David Morrison : Ça, c’était pour la Somalie?

Francis Trudel : Non, pas la Somalie. Il était sous-ministre adjoint des ressources humaines militaires pour ensuite avoir été le commandant... Mon Dieu, j’ai un blanc... Son livre où il a écrit « où j’ai serré la main de l’enfer » qui était son passage, donc j’ai un blanc. On va y revenir dans le montage. Donc, on a vécu son retour avec les premiers codes post-traumatisme suite à son intervention. Par la suite, j’ai accédé à des postes d’officier assez classiques en ressources humaines. C’est-à-dire que j’ai été un agent de dotation, un agent de relations de travail, et je suis éventuellement devenu gestionnaire. Donc, mes percées dans la fonction publique ont été dans le milieu des ressources humaines. Je me suis déplacé après dans des postes, un petit peu au niveau de l’informatique. J’ai fait un peu de travail dans des projets d’ampleur au niveau de l’informatique, mais je suis toujours resté avec le créneau des ressources humaines.

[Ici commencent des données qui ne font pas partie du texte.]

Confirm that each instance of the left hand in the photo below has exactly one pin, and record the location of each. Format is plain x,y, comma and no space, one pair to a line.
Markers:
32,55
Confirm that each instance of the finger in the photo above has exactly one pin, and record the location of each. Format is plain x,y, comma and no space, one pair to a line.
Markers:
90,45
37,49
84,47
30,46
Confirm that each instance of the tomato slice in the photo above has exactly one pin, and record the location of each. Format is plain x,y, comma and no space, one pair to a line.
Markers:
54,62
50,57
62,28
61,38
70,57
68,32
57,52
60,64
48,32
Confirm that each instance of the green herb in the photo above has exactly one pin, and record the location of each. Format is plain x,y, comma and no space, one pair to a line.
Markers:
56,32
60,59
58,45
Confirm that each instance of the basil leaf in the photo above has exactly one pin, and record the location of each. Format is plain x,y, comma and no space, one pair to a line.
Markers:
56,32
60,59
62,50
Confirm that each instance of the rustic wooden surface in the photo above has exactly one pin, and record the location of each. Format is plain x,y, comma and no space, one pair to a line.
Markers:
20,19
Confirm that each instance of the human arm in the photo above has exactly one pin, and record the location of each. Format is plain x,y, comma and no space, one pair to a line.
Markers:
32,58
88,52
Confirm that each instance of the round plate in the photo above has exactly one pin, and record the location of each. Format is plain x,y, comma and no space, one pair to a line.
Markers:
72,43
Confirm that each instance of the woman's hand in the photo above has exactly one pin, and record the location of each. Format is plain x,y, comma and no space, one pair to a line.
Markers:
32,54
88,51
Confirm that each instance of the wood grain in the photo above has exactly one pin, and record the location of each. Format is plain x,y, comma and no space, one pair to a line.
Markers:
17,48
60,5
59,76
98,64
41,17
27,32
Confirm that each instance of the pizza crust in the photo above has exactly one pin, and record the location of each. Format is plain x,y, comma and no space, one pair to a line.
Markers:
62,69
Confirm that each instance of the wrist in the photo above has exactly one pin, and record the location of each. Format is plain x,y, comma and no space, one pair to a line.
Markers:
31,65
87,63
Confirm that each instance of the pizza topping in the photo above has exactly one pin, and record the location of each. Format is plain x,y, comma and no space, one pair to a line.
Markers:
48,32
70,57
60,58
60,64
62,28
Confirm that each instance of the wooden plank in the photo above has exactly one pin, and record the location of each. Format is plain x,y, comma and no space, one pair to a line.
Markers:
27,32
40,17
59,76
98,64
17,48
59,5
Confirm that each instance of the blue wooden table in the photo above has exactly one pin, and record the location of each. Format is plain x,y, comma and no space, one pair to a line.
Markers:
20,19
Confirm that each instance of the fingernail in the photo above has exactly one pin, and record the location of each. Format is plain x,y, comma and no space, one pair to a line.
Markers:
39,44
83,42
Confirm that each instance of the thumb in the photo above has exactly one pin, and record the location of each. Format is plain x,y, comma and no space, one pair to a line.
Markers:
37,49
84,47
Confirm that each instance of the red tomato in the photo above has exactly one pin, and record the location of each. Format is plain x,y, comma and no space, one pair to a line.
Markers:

David Morrison : Tu as commencé ici aux Affaires extérieures?

Francis Trudel : C’est en 2007, j’étais à ce moment-là un exécutif à la Défense nationale. Je ne connaissais pas les Affaires étrangères, le ministère des Affaires mondiales comme on le connaît aujourd’hui. J’étais un exécutif qualifié dans un poste senior à la Défense nationale, et les deux sous-ministres adjoints des Ressources humaines s’étaient parlé pour une opportunité. J’ai reçu un appel pour dire : « On a un concours ouvert. Pourquoi ne viens-tu pas compétitionner dans le poste? » Donc, j’ai compétitionné comme on le fait dans les postes, les concours habituels, sans savoir dans quoi j’arrivais, sans avoir plus d’aspirations que ça à la vie rotationnelle qui a fait partie de mon parcours par la suite.

David Morrison : Tu étais chef de mission à Montevideo quand? Parce que ça faisait partie de la faction?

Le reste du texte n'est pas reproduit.